Halloween is properly the inauguration of the spooky season. It marks the turning from the golden late summer and fall harvest season to something darker. The Jack-o’-lanterns go out, the days become shorter, the chill more serious, the stars between the naked trees cold and admonitory. The death of everything is in the air.

But you can’t sell candy after October 31, so spooky season ends with Halloween rather than beginning it. The grimacing pumpkins are tossed and the jingle bells go up.

But despite the outrages to the noble Halloween, spooky season cannot be kept entirely down. It is the season when walking at night brings a sense of things you cannot name and perhaps do not like you very much. It is relief at the sight of a light gleaming from a human habitation. It is the season of graveyards, of the wet brown leaves rotting in the compost, suffering what they must so that life will return in spring. It is the foreboding of winter. It is the knowledge of your own death, hurtling toward you faster than you would like to admit. Not only your own – it is the season when the earth and everything seen and unseen on the earth turns on you with the same hostile reproach: we are dying, dying, because of you.

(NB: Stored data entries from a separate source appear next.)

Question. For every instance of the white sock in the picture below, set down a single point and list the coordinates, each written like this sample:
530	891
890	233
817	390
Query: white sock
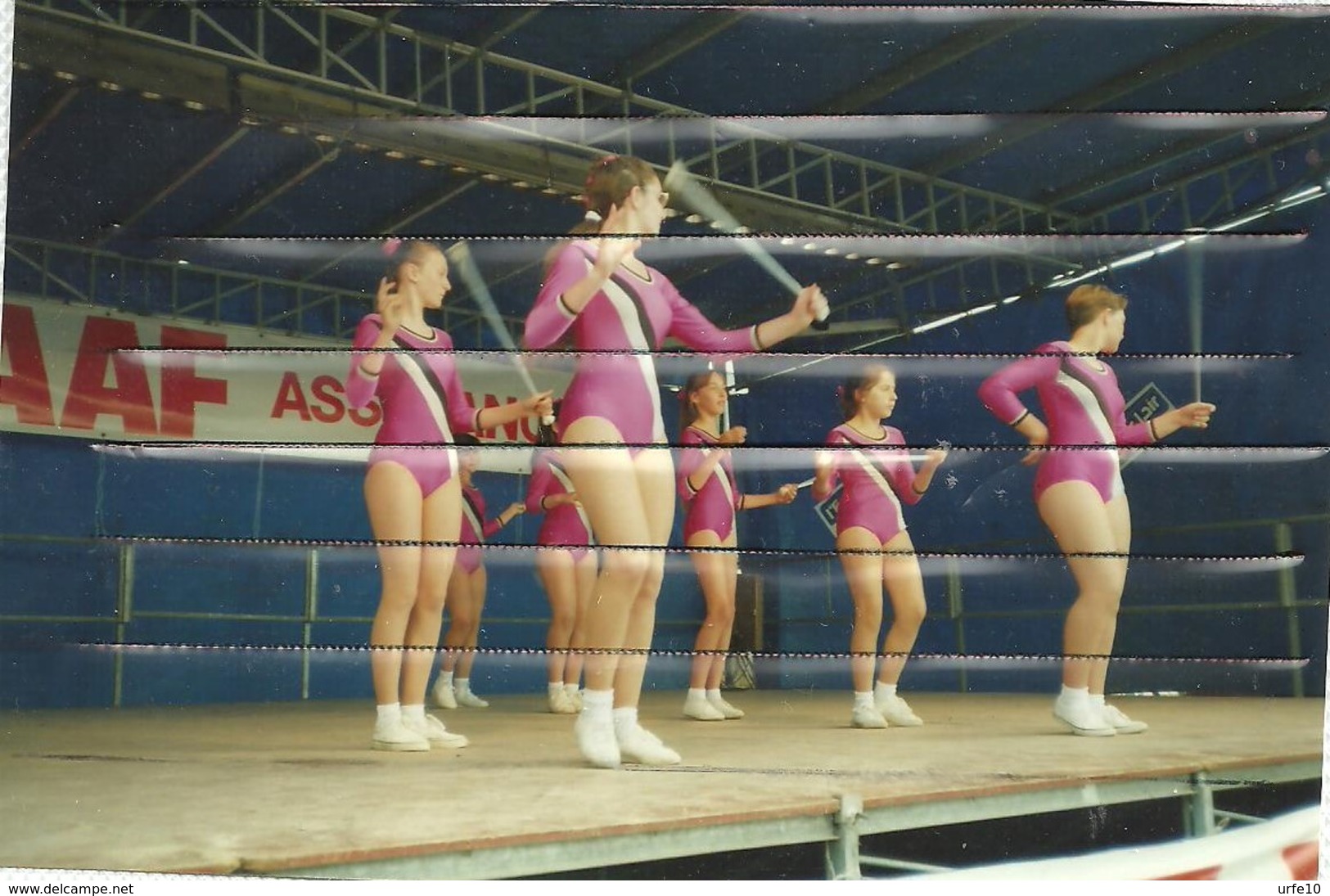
597	705
625	718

If the golden harvest marks the high point of our comity with nature, our sitting down together at table, the spooky season is the late point in the night when tempers begin to unravel, when the contentment of the moment gives way to the old grudges underpinning everything: the bitterness and shame of that first traitorous act of our regency, all the envies and enmities and ambivalences of things older and more powerful than we are.

The gloom lasts through the cozy, huddled punctuation of Thanksgiving into Advent. Advent is the last gasp of spooky season – something is coming that dispels all shadows – and boy howdy does it go out with a bang.

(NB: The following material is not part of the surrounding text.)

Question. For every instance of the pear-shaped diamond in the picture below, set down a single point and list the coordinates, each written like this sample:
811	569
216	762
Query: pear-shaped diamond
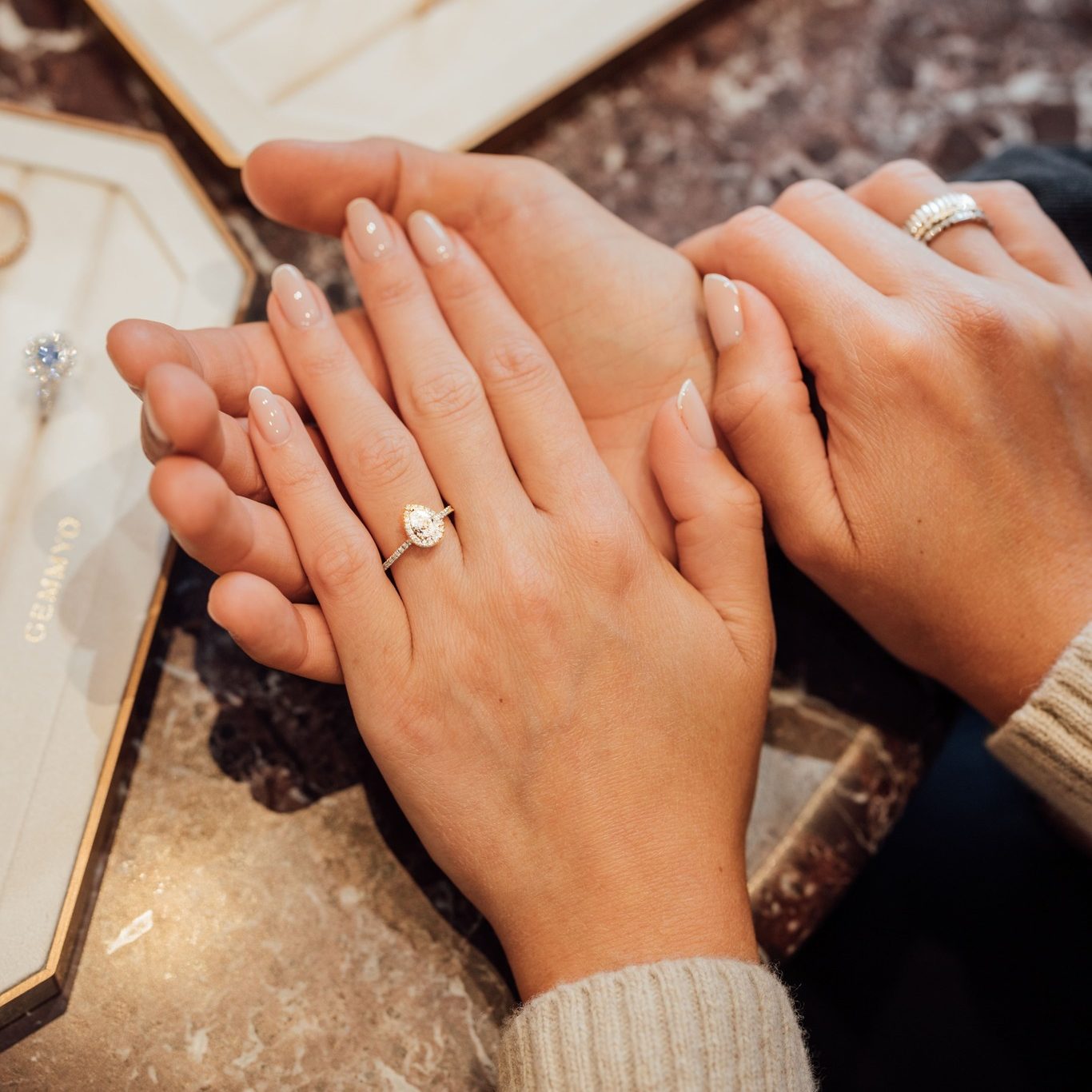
424	527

A fate we could not foresee or even comprehend has already come upon us, and it was our tiny wriggling salvation.

The readings are filled with hope, but also with warnings about what is coming, a doom we cannot grasp or even really conceive. One shall be taken, and one shall be left. People will die of fright in anticipation of what is coming upon the world. Judgment is upon us; as in horror movies, real violence is about to irrupt into our daily round of manageable, pettifogging wickedness.

The music is full of a beautiful gloom. Ever since I was a child we sang progressively more verses of “O Come O Come Immanuel” around the dinner table every night, in that characteristic medieval minor key.

O come, Thou Dayspring from on high
And cheer us by Your drawing nigh
Disperse the gloomy clouds of night
And death’s dark shadow put to flight

Then there is the Jesse tree, the piling on of sin upon sin from every story of the Bible. That first betrayal was not quarantined, not a regrettable incident that could be expunged after a decent interval. It was a tree that grew steadily into the shape of human history, though with salvation immediate and promised threaded through each branch.

Foreboding looks backward too, at the old evil at the root, in fear that it will catch up with us.

But at the end of all those warnings, of long nights lighting candles against the shadows of old sins and praying for deliverance from old enemies, is Christmas, the simultaneous end and reversal of spooky season. A fate we could not foresee or even comprehend has already come upon us, and it was our tiny wriggling salvation.

Christmas still bears some traces that mark its closure of the spooky season. There’ll be scary ghost stories / and tales of the glories of Christmases long long ago, goes the song. And the most beloved piece of Christmas literature outside of scripture is in fact a ghost story. But as the bright lights twinkle through the season, any memory of shadows and hauntings dissipate into merriment, let the cold bite as it may.

That’s as it should be. Spooky season is almost over. Christmas is coming to kill it, thanks be to God. But for a few weeks more, I will indulge in the gloom and doom, the left hand of salvation history, before the lights go up.